PAINTING THE PICTURE: A REALITY CHECK
August 21, 2007
Slide 1
External Consultation on Program Collaboration and Service Integration
PDF File or PPT File


A "Glimpse" Into Local Public Health Practice
        
Stephanie Bailey, MD, MS
Office of the Chief for Public Health Practice
12/06/06
Local Health Officer/Nashville, TN
May 1995 – Sept. 2006
Slide 2
A “Glimpse” Into Local Public Health Practice
PDF File or PPT File


THREE PICTURES
        
One you are most familiar with 	
  and…….
Two that you may not be.
Slide 3
THREE PICTURES
PDF File or PPT File


Health Protection: Urgent Threats
        
CDC has been operating in emergency mode 28 times in the past 5 years.  (and in some major ways this has affected you: smallpox clinics, anthrax detection, SARS protocols, etc)
Over the last five years, we all have faced unprecedented threats to health and safety. (Tsunami, Hurricanes Katrina & Rita, SARS, West Nile Virus…)
But we can combat these successfully. We can reduce disparities. And we can protect the nation’s health and economic security. But we can do this only if bold steps are taken to rebalance the current investment portfolio. 
Health protection must be prioritized—through preparedness; health promotion; and disease, injury, and disability prevention—at least as much as disease treatment is prioritized, and these actions must occur now.
Moreover, health protection research also must be prioritized to create a solid evidence-based foundation for the policies, programs, and practices necessary for success—at least as much as biomedical research is prioritized.
Slide 4
Health Protection: Urgent Threats
PDF File or PPT File


The New/Old Normal: Urgent Realities
        
Too many chronic diseases are urgent  and give us a landscape of our urgent realities – that we work to combat every day and take a great toll on our communities. 
Obesity, diabetes, ongoing tobacco use, tuberculosis, sexually transmitted disease, cardiovascular disease, enormous health disparities just in our country, let alone looking at things from the global frame.
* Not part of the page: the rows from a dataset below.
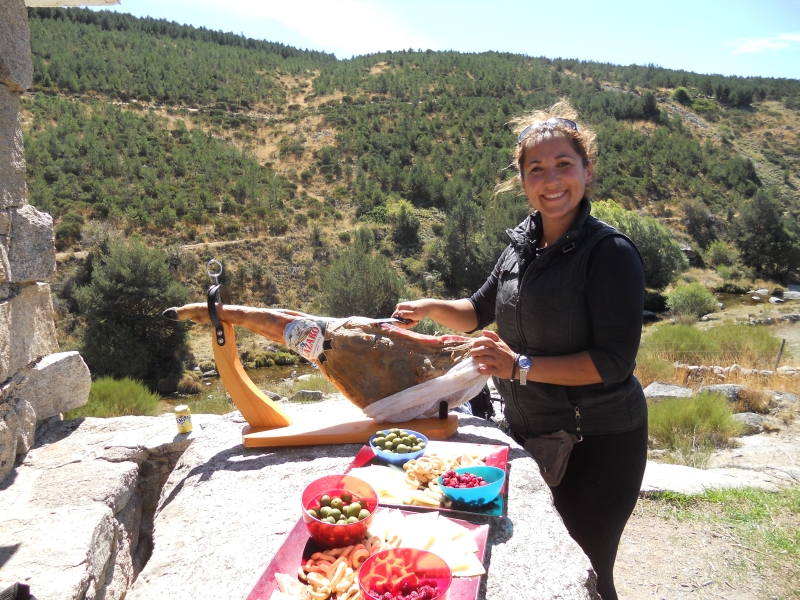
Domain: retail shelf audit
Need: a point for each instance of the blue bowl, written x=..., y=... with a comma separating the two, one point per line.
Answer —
x=477, y=496
x=393, y=458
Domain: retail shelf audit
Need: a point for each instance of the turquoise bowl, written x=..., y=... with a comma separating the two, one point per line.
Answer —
x=477, y=496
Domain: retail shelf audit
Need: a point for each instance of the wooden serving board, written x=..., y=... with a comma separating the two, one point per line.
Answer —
x=327, y=429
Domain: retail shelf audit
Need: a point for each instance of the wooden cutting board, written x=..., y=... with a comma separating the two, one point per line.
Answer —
x=326, y=429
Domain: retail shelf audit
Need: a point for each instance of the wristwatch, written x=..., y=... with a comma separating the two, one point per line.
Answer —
x=524, y=366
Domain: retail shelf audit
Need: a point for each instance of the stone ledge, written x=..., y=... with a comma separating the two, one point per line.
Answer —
x=13, y=190
x=74, y=513
x=225, y=511
x=16, y=68
x=31, y=245
x=57, y=383
x=27, y=332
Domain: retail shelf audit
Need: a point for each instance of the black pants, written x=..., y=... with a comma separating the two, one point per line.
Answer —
x=598, y=494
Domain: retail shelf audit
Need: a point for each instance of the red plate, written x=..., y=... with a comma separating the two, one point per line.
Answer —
x=495, y=456
x=298, y=547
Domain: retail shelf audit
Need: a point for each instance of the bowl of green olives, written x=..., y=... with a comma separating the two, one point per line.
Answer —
x=338, y=510
x=398, y=446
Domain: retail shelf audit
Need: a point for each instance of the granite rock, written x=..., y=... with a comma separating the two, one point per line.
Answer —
x=680, y=479
x=57, y=383
x=732, y=391
x=31, y=245
x=71, y=524
x=658, y=390
x=206, y=544
x=27, y=332
x=13, y=191
x=753, y=423
x=27, y=425
x=16, y=68
x=9, y=425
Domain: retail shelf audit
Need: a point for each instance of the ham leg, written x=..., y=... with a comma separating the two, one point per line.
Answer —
x=366, y=361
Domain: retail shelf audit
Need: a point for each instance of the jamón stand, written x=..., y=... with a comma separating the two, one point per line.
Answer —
x=268, y=424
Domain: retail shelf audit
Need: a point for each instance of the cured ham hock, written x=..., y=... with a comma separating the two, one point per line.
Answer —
x=365, y=360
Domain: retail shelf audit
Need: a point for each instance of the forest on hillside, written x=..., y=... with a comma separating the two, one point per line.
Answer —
x=181, y=135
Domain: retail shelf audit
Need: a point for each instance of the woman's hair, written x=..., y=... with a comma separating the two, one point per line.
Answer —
x=546, y=124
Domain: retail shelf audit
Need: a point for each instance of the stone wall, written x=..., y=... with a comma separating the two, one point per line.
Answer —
x=36, y=383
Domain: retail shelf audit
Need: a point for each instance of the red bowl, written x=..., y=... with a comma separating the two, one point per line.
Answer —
x=336, y=536
x=380, y=572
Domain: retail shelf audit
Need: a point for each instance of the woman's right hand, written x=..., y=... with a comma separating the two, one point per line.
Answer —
x=415, y=311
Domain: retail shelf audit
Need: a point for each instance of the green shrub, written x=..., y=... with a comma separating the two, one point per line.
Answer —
x=662, y=256
x=317, y=382
x=728, y=343
x=681, y=95
x=125, y=334
x=720, y=253
x=691, y=301
x=692, y=427
x=111, y=397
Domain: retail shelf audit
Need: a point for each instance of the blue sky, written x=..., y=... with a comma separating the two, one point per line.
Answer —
x=731, y=37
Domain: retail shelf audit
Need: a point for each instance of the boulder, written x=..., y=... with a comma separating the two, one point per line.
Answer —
x=9, y=425
x=57, y=383
x=74, y=522
x=753, y=423
x=206, y=544
x=27, y=331
x=16, y=68
x=31, y=245
x=271, y=395
x=13, y=191
x=307, y=396
x=782, y=399
x=732, y=391
x=658, y=390
x=26, y=428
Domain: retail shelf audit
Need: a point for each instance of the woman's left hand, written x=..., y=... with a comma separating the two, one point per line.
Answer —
x=493, y=356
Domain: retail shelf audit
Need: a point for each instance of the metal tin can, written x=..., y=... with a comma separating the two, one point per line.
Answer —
x=184, y=418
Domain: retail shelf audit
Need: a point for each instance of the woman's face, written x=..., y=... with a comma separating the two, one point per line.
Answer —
x=554, y=179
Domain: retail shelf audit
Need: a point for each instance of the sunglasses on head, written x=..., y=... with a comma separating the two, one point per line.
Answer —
x=550, y=122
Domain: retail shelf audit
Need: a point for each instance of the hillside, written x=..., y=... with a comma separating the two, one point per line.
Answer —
x=189, y=137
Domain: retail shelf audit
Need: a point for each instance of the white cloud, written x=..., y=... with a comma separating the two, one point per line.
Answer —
x=777, y=42
x=356, y=26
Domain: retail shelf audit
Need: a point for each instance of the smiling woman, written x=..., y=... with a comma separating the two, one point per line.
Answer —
x=567, y=297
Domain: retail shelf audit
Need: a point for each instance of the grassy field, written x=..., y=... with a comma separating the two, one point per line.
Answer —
x=763, y=526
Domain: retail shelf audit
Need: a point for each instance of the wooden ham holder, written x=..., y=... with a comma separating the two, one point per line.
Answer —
x=269, y=425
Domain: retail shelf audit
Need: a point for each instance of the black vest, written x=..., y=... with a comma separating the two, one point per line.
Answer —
x=545, y=313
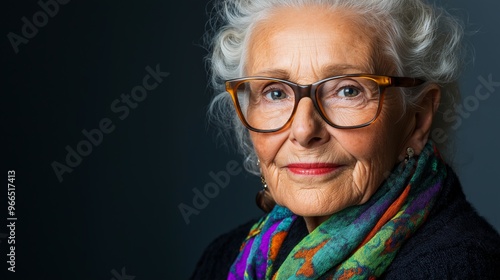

So the problems that affect Americans' lives every day are also urgent in our minds.  And these problems also bring up the same challenges that the urgent threats bring up, complacency being chief among them.

Many of these threats are preventable, but are still increasing in communities across our country. More and more people are not able to enjoy the best possible quality of health as a result. Each of us has major role to play in combating these threats by supporting the research and programs necessary to ensure that people and our partners have access to the best possible health protection information and tools they need to make decisions about health.   
Business as usual is not enough; we must do more – and do it faster, smarter,  better and cheaper, I might add. - if we are to make an impact.  WHAT A MANDATE!  Faster, better, smarter and cheaper. 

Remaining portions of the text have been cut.